Topical Minoxidil Pharmacogenomics: Why Your Genes Shape Whether Minoxidil Works

Clinical medical image for topical minoxidil: Topical Minoxidil Pharmacogenomics: Why Your Genes Shape Whether Minoxidil Works

Topical Minoxidil Pharmacogenomics and Genetic Variability

At a glance

  • Response rate / approximately 50 to 60 percent of users show meaningful regrowth with 5% topical minoxidil
  • Key activating enzyme / sulfotransferase SULT1A1 converts minoxidil to its active sulfate metabolite in the hair follicle
  • Sulfotransferase activity test / a phenotypic enzyme assay on plucked hair follicles can predict responder status with reported sensitivity above 90 percent
  • Non-responder prevalence / an estimated 30 to 40 percent of patients are poor sulfators who gain minimal benefit
  • Androgen receptor gene / longer CAG-repeat lengths in the AR gene correlate with milder androgenetic alopecia and potentially better treatment response
  • Prostaglandin pathway / polymorphisms in PTGDS and PTGS2 may influence follicular inflammation and minoxidil efficacy
  • FDA-approved formulations / 2% solution, 5% solution, and 5% foam are all available over-the-counter since 2014
  • Time to assess response / a minimum of 4 to 6 months of consistent daily application before determining responder status
  • Combination strategy for non-responders / oral minoxidil (off-label, 1.25 to 5 mg daily) bypasses the scalp sulfation step entirely
  • Genetic testing availability / commercial pharmacogenomic panels now include SULT1A1 genotyping, though clinical adoption remains limited

How Topical Minoxidil Works at the Molecular Level

Minoxidil is a prodrug. The molecule applied to the scalp is pharmacologically inert until converted into minoxidil sulfate by sulfotransferase enzymes residing in the outer root sheath of the hair follicle 1. This activation step separates minoxidil from most other hair loss treatments, which arrive at the follicle in their active form.

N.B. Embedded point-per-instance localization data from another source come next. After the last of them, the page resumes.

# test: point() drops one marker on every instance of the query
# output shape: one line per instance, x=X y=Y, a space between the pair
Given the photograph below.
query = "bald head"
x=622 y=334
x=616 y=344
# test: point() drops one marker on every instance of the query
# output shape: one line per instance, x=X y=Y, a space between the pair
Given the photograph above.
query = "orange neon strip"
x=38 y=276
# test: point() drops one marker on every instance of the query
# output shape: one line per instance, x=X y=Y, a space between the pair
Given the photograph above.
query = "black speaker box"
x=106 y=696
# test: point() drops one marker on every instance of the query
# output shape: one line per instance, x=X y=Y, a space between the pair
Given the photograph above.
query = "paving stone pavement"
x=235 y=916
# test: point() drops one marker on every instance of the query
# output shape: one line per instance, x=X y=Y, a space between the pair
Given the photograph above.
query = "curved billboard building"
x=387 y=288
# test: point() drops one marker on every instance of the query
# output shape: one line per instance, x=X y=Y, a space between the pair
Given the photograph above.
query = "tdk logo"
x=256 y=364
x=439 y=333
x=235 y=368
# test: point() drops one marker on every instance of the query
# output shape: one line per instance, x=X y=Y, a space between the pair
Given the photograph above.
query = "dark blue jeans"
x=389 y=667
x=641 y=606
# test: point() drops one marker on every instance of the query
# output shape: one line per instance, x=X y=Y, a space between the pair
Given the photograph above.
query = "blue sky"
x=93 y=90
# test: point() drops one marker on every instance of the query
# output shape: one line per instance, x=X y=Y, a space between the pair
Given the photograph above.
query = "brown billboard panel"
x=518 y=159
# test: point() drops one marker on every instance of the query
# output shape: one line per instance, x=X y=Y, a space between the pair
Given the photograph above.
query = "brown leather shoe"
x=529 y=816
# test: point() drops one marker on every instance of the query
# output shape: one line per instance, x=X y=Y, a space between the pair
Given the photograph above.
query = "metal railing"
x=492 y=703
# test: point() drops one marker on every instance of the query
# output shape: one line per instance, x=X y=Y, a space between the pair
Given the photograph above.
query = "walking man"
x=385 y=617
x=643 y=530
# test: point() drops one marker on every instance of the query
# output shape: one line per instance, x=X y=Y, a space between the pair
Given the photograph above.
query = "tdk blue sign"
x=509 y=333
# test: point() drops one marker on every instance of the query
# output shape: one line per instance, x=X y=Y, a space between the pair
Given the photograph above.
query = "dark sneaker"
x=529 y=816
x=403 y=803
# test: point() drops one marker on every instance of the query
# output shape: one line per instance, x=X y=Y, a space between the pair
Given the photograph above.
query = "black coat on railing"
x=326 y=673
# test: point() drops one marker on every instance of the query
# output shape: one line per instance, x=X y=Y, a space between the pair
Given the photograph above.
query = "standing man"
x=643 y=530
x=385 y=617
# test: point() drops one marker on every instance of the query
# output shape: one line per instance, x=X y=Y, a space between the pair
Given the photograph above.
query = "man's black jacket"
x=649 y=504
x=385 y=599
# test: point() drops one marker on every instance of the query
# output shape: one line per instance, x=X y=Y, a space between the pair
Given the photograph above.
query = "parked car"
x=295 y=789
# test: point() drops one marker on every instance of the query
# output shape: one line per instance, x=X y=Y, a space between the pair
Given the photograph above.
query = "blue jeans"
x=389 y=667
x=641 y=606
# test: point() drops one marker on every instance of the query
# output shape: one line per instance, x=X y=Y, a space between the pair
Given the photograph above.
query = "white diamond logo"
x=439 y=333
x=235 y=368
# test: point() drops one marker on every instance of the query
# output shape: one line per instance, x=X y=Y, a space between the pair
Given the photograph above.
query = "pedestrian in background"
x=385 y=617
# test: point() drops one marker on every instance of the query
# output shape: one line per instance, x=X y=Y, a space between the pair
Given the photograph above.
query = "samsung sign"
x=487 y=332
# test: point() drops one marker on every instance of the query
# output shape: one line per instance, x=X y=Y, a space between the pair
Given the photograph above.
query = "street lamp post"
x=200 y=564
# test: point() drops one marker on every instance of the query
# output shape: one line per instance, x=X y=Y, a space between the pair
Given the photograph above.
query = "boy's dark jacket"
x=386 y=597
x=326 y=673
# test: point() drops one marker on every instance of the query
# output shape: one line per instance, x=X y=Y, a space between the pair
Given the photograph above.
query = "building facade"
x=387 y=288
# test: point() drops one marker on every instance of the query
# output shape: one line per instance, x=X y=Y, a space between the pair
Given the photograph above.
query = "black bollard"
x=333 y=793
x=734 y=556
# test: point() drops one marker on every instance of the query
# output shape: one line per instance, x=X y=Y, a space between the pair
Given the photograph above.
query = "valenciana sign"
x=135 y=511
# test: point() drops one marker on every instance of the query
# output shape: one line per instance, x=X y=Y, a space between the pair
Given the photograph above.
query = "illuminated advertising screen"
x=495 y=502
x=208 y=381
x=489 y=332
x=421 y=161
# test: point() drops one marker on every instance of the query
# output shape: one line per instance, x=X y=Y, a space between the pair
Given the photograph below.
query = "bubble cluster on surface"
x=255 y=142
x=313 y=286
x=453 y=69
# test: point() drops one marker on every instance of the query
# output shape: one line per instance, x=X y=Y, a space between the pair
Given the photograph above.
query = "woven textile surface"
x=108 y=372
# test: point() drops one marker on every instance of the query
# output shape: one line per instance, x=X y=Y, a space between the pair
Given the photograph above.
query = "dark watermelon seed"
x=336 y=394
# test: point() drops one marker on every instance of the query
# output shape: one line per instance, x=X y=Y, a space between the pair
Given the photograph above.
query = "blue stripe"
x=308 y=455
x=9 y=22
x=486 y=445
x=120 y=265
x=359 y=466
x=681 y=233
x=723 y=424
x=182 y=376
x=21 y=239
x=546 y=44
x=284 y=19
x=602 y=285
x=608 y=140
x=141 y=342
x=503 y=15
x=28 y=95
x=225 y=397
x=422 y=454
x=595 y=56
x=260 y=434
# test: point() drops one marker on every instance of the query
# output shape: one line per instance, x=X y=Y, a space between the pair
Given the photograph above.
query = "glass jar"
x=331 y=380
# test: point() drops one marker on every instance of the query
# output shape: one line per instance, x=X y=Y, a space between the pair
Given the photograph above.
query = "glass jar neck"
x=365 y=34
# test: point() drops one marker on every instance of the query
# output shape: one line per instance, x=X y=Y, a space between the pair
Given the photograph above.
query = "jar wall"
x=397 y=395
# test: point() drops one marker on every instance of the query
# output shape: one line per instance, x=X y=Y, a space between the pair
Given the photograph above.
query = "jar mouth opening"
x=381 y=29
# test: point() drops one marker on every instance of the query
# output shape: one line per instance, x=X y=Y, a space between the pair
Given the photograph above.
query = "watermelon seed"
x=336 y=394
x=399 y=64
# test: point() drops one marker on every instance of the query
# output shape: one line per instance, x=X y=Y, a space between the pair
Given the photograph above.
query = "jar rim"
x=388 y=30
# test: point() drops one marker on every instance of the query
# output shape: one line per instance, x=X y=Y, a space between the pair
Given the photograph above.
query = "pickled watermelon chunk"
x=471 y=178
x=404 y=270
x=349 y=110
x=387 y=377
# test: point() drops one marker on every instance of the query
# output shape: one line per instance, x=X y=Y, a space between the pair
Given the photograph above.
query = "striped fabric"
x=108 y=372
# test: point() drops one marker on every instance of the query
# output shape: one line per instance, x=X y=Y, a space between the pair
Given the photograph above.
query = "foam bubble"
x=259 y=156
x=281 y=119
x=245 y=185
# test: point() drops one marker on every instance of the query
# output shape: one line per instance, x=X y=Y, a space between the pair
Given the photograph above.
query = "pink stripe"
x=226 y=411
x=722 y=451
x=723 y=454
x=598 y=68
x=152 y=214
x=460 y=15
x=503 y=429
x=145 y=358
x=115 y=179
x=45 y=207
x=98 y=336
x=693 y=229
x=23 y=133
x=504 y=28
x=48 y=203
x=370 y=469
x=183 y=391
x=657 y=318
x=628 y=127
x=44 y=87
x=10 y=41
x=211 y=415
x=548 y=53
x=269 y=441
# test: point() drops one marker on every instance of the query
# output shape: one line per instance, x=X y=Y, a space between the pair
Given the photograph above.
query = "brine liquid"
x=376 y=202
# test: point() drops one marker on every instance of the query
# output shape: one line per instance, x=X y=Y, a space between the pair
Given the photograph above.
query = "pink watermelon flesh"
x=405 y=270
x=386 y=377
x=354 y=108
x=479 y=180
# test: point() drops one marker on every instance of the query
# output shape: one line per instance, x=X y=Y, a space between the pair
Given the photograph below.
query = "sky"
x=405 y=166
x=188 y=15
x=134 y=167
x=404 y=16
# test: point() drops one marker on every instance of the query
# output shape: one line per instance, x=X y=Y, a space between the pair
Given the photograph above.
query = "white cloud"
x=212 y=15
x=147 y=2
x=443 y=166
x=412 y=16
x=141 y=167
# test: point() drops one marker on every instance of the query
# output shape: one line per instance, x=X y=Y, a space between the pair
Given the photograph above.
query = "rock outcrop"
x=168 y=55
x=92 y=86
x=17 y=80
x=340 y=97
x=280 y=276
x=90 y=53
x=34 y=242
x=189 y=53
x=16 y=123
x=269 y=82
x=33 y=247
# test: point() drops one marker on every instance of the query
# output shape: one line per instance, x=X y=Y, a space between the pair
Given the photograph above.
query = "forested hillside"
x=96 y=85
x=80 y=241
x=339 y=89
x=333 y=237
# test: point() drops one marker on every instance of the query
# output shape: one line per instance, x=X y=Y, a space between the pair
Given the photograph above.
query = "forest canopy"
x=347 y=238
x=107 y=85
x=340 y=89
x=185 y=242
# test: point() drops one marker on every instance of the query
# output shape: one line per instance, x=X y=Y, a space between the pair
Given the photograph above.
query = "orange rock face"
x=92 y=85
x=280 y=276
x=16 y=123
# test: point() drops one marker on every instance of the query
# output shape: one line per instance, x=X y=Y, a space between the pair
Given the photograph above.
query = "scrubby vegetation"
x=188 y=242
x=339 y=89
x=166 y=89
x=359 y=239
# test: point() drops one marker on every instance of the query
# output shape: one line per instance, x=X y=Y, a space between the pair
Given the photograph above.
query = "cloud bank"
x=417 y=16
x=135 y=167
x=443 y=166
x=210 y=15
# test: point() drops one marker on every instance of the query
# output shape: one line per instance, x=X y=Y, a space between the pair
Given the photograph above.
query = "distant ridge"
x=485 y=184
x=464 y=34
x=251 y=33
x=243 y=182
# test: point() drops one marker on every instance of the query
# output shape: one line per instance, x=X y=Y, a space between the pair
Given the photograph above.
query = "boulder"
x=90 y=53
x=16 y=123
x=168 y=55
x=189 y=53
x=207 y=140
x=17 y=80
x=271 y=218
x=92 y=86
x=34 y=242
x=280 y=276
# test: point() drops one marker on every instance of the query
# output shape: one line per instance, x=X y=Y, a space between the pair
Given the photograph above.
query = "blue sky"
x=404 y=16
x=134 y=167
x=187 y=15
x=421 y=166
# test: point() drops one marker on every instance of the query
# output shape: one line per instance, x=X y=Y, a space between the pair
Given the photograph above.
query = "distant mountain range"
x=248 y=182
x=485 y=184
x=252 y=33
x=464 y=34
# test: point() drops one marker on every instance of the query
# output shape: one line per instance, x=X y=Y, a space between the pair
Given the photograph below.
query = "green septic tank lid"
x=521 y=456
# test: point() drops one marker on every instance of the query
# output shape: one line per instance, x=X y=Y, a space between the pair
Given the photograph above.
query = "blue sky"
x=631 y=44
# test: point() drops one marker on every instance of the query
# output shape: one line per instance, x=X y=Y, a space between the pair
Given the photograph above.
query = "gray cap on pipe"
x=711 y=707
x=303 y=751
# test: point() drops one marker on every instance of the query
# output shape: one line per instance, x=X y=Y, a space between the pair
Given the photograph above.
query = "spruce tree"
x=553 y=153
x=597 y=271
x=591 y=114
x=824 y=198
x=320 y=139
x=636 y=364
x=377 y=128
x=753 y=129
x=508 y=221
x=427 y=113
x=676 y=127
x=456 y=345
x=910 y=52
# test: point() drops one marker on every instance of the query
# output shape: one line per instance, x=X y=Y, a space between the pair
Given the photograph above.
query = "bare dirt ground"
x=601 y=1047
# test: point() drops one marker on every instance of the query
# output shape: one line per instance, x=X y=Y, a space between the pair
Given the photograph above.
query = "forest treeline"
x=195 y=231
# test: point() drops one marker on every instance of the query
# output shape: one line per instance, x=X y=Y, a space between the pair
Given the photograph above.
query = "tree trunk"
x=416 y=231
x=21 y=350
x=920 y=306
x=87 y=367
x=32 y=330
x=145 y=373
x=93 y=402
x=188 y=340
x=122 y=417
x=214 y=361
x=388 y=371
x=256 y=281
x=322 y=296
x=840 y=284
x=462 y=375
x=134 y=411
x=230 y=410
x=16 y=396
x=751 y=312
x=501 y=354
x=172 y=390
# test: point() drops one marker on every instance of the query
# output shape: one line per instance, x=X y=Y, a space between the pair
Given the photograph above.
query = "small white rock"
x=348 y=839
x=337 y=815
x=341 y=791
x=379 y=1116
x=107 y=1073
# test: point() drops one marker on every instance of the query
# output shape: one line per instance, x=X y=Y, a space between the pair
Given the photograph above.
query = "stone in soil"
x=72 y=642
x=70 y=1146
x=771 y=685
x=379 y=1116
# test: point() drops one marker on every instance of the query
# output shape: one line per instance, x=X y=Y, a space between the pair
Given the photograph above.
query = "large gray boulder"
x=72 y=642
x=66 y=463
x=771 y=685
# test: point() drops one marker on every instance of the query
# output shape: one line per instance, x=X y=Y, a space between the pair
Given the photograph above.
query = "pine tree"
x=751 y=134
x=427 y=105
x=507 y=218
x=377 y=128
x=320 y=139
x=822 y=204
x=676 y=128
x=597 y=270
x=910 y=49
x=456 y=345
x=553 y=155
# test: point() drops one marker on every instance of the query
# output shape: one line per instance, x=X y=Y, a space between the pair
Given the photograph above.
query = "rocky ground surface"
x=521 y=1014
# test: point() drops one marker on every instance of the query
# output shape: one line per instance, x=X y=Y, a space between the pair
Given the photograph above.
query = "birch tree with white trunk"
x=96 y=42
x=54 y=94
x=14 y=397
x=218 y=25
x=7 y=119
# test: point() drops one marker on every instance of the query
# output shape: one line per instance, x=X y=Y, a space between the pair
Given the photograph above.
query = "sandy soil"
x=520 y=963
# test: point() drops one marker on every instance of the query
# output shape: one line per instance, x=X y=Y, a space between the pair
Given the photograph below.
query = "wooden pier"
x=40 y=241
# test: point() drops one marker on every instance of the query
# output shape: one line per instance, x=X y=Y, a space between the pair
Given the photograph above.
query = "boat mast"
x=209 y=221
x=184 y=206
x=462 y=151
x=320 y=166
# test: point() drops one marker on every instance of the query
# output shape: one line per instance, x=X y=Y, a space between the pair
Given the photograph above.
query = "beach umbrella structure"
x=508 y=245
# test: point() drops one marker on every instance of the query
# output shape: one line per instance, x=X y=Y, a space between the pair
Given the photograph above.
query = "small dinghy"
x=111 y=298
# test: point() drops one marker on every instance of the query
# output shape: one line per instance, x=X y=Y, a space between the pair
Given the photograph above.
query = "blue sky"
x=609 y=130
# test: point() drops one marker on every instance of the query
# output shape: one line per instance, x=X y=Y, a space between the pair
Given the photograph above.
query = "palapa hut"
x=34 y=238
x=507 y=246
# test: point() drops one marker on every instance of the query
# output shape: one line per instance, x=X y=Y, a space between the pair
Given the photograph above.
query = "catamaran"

Once sulfated, minoxidil sulfate opens ATP-sensitive potassium channels (K_ATP channels) in vascular smooth muscle cells surrounding the dermal papilla 2. The resulting vasodilation increases perifollicular blood flow, but that alone does not explain regrowth. Minoxidil sulfate also stimulates vascular endothelial growth factor (VEGF) expression in dermal papilla cells, prolongs the anagen (growth) phase of the hair cycle, and increases follicular size 3. Olsen et al. demonstrated in a randomized trial of 393 men that the 5% topical solution produced significantly greater hair counts than the 2% formulation at 48 weeks, suggesting a dose-dependent effect downstream of this sulfation pathway 4.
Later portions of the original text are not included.